Functional — does it work?

Strict probes verify transport correctness AND end-state correctness against the deployed surface.

Evaluator

The story-runner (Playwright) executes each story's happyPath, failureModes, and pageEvaluation probes against the deployed URL. Each probe's expect array is evaluated under the strict-predicate iron rule: every passOrFail() requires both the network/transport to succeed AND the resulting end-state (DOM, D1 row, audit log, response payload) to be correct.

What this axis catches

  • Transport failures: 404, 5xx, malformed payloads, missing headers
  • End-state failures: API call returned 200 but the DOM didn't update; vote submitted but tally didn't increment; idempotency key reused but the row was duplicated anyway
  • State machine bugs: out-of-order delta replay regressing to held tally; foreign-event delta mutating local state; reconnect not reapplying snapshot
  • Concurrency edges: 99/100 mailings reaching terminal status while 1/100 stays stuck; the queue's duplicate-invocation race

Pass condition

Every probe in the story's happyPath + failureModes + pageEvaluation returns { ok: true } under the strict iron rule. No soft-passes. No probe is allowed to require less than transport + end-state correctness.
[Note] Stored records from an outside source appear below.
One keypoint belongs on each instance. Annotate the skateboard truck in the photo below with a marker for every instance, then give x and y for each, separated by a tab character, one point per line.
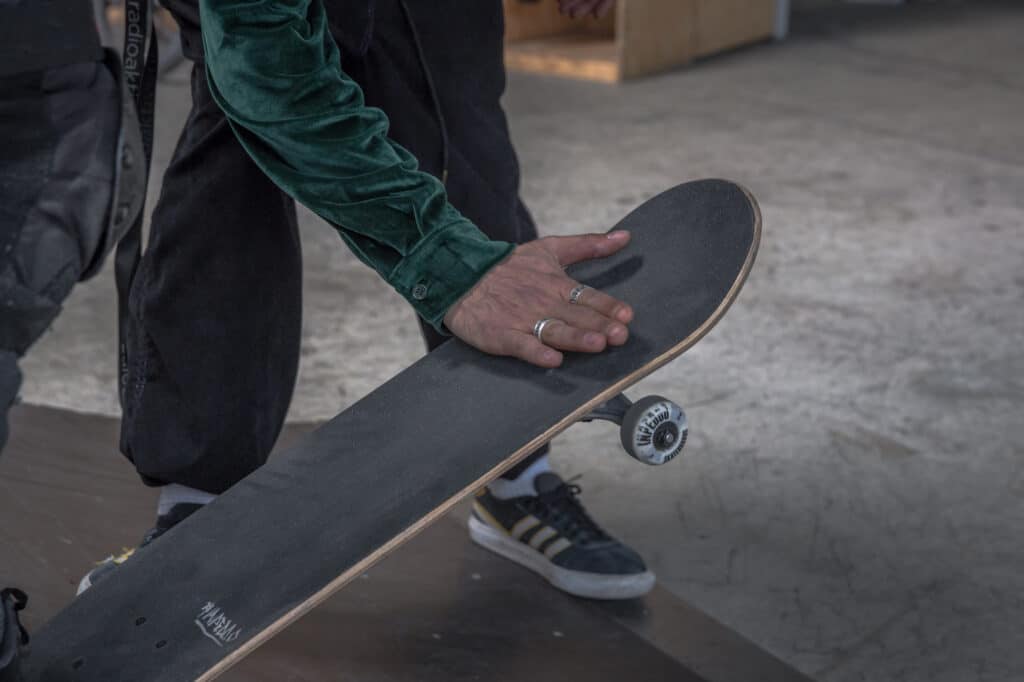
652	429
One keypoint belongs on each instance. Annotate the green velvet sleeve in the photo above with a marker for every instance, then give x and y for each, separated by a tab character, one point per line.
275	72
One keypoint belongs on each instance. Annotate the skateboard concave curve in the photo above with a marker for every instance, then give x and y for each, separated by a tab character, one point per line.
322	512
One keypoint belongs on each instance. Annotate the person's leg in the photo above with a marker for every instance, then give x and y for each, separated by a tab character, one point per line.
215	308
64	131
215	316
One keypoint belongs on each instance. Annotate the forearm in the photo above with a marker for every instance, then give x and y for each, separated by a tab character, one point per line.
275	72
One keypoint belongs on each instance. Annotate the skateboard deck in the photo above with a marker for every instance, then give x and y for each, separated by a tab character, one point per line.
321	513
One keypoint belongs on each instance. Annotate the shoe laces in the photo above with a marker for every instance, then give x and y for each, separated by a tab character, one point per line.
561	509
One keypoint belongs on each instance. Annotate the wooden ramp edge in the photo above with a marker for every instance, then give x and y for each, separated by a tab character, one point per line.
439	608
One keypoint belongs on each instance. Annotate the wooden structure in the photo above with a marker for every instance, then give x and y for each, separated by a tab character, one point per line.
638	38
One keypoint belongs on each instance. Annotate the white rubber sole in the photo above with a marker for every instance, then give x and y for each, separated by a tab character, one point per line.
578	583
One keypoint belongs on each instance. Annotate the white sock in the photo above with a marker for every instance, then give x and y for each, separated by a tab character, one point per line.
505	488
174	495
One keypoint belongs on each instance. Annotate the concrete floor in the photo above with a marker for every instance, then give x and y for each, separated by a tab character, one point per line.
853	496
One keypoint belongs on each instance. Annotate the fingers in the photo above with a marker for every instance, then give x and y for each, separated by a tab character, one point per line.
586	320
608	306
570	250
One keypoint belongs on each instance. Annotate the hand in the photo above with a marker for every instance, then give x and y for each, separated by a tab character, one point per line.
577	8
499	313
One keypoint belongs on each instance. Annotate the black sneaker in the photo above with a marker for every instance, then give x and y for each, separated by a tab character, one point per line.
552	535
177	514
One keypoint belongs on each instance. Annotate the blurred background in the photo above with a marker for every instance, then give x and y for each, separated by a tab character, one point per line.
852	497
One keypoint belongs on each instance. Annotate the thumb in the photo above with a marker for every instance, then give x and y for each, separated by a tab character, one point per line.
573	249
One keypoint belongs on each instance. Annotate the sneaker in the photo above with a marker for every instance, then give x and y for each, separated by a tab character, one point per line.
552	535
164	523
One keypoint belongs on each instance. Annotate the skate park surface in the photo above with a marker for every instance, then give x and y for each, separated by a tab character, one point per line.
853	492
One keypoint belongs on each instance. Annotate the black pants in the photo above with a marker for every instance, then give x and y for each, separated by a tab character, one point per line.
217	299
59	118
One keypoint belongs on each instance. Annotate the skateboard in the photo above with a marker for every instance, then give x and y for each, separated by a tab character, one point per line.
318	514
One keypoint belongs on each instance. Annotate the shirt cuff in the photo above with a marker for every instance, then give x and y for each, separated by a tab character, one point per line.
442	268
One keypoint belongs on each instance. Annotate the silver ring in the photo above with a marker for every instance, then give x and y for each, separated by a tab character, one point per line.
541	324
577	293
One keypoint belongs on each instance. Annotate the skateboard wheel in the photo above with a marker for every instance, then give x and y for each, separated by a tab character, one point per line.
653	430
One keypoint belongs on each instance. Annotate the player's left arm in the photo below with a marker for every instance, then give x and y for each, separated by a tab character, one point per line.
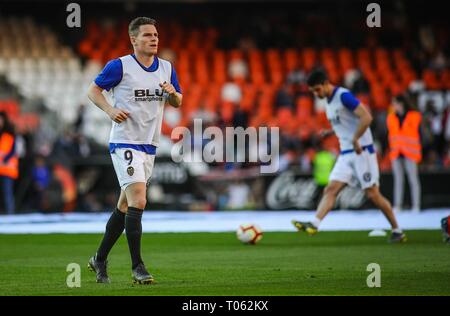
173	89
365	118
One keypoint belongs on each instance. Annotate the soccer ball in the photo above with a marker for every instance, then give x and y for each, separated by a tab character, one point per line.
249	233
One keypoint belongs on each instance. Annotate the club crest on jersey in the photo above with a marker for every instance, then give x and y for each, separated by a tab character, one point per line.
130	171
147	95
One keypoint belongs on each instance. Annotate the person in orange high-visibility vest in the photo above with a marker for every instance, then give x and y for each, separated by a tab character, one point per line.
405	150
9	163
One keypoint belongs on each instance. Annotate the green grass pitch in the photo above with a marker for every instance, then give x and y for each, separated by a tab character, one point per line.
330	263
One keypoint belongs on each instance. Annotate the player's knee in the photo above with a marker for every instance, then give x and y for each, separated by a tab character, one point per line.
331	190
122	206
372	193
138	203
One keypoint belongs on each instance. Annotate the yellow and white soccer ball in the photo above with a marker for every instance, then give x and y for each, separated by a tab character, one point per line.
249	233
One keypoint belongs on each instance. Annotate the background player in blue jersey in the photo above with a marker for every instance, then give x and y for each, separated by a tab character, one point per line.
357	163
141	84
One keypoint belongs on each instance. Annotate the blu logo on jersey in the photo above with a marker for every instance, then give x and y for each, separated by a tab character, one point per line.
146	95
335	119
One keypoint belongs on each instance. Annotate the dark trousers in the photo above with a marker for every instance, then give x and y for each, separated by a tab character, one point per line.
7	192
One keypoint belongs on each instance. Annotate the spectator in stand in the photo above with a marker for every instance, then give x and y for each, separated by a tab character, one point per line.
9	163
405	150
41	177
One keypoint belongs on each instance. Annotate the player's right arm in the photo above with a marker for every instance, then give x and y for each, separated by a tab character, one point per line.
110	77
326	132
95	94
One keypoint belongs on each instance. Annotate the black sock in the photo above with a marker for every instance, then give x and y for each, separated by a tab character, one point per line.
133	229
114	229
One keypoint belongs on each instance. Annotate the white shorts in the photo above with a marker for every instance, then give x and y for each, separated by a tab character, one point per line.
132	166
357	170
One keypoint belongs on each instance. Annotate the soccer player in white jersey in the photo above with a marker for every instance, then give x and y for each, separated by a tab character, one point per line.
141	85
357	164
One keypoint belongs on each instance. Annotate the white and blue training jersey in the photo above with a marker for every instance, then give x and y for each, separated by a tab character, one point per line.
339	110
135	88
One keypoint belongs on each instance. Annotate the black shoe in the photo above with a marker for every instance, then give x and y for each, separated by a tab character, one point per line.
397	238
307	227
99	268
141	276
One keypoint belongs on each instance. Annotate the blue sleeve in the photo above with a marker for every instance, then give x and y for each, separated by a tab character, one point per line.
111	75
174	80
349	101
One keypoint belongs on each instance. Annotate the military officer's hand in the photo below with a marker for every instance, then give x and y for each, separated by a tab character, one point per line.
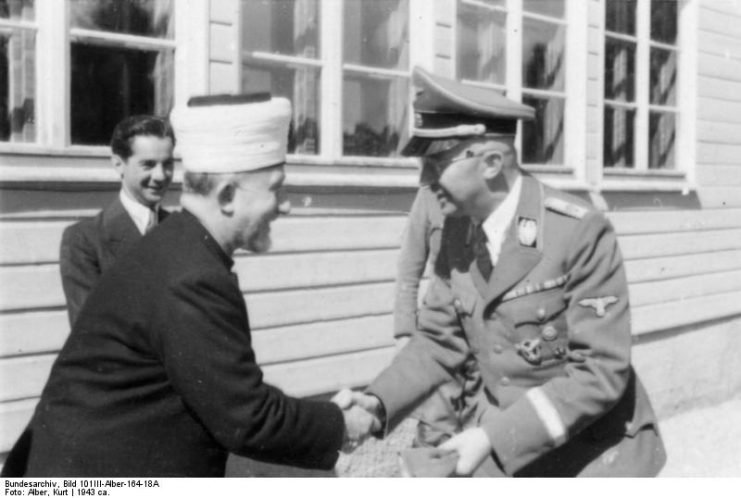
359	411
401	342
359	424
472	446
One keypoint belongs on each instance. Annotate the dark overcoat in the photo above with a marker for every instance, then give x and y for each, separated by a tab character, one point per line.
158	376
550	333
90	247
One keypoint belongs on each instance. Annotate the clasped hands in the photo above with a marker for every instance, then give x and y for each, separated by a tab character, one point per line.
361	416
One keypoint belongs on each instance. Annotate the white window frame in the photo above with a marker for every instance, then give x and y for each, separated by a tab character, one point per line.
54	36
10	26
640	178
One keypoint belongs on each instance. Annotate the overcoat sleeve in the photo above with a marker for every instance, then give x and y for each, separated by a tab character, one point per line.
205	342
598	370
79	268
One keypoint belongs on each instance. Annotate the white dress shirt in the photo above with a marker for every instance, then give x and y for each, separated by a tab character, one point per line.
496	224
139	213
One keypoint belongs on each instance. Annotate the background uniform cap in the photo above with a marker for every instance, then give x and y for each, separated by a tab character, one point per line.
446	109
232	133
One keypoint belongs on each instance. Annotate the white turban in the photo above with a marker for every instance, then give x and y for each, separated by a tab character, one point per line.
230	138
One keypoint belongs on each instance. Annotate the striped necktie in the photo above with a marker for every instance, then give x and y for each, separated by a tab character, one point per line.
152	221
481	252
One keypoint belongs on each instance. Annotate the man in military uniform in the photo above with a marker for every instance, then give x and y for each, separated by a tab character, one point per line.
530	282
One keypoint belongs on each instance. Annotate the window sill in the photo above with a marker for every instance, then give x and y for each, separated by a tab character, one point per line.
628	180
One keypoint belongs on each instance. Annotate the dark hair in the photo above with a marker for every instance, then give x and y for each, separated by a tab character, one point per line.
133	126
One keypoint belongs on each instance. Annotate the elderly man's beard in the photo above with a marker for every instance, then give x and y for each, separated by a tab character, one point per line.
259	240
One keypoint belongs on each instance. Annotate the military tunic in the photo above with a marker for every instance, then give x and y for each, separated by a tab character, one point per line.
550	331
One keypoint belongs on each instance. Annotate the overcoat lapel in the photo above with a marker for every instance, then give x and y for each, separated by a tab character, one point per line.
118	227
516	260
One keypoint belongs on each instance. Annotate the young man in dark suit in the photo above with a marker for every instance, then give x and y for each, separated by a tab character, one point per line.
530	283
158	376
141	149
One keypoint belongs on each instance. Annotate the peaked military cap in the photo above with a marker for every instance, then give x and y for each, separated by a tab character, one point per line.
446	109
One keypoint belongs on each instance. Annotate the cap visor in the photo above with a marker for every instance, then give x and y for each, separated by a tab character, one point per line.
417	146
428	176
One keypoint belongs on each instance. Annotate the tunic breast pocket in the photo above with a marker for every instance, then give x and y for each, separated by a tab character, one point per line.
540	328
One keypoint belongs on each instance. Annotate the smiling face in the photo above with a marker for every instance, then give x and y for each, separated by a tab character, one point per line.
147	172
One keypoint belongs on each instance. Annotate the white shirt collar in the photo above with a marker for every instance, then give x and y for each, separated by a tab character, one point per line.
496	224
138	212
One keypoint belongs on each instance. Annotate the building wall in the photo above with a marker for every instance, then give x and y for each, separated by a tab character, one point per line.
320	302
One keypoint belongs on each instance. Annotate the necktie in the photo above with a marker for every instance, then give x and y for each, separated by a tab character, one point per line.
152	222
481	252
What this axis cannot catch alone

A page can pass every functional probe and still ship broken UI (visual axis catches that), display nonsense values (semantic axis catches that), or be the product of a cycle that gamed its own probes (honesty axis catches that).

Axis 02 · Product surface

Visual — does it look right?

A vision evaluator scores the rendered page on five aesthetic and accessibility axes; axe-clean codifies WCAG. Both must pass.

Evaluator

The harness captures full-page screenshots at canonical viewports (1920×1080 for big-screen visualizers, 1280×800 for laptop, 375×812 for mobile). Each screenshot is sent to a locally-installed agent CLI (codex) with a strict structured-output prompt that scores 5 axes 1–5 and returns a would_a_designer_ship boolean. axe-clean runs in parallel and asserts zero serious WCAG violations.

The 5 sub-axes

  • typography_hierarchy — heading/body sizes appropriate for viewport; nothing bleeds outside containers
  • contrast_page_wide — every text element passes WCAG AA by visual inspection (4.5:1 body / 3:1 large)
  • layout_integrity — no nested-iframe-feeling, no admin chrome leaking into presentation surfaces, content not trapped in tiny scroll wells
  • content_density — the page does what its URL says it does, without marketing scaffolding
  • visual_polish — overall ship-quality

What this axis catches

  • Admin chrome leaking into presentation surfaces: the original EF-074 visualizer wrapped in topbar + route-summary + status-card panels + data-band — caught by visual axis, fixed by chrome-fix factory
  • Page-wide contrast failures: black-on-dark-gray rows in a SEEDED EVENTS table that no probe targeted
  • Oversized headers / dashboard cards in big-screen visualizers
  • Mobile-only failures invisible at desktop: cramped totals that wrap awkwardly, borderline-AA submit buttons

Pass condition

All 5 sub-axes ≥ 4 AND would_a_designer_ship === true AND axe-clean passes at severityAtLeast: serious. Below 4 on any sub-axis, OR designer-ship false, fails the predicate.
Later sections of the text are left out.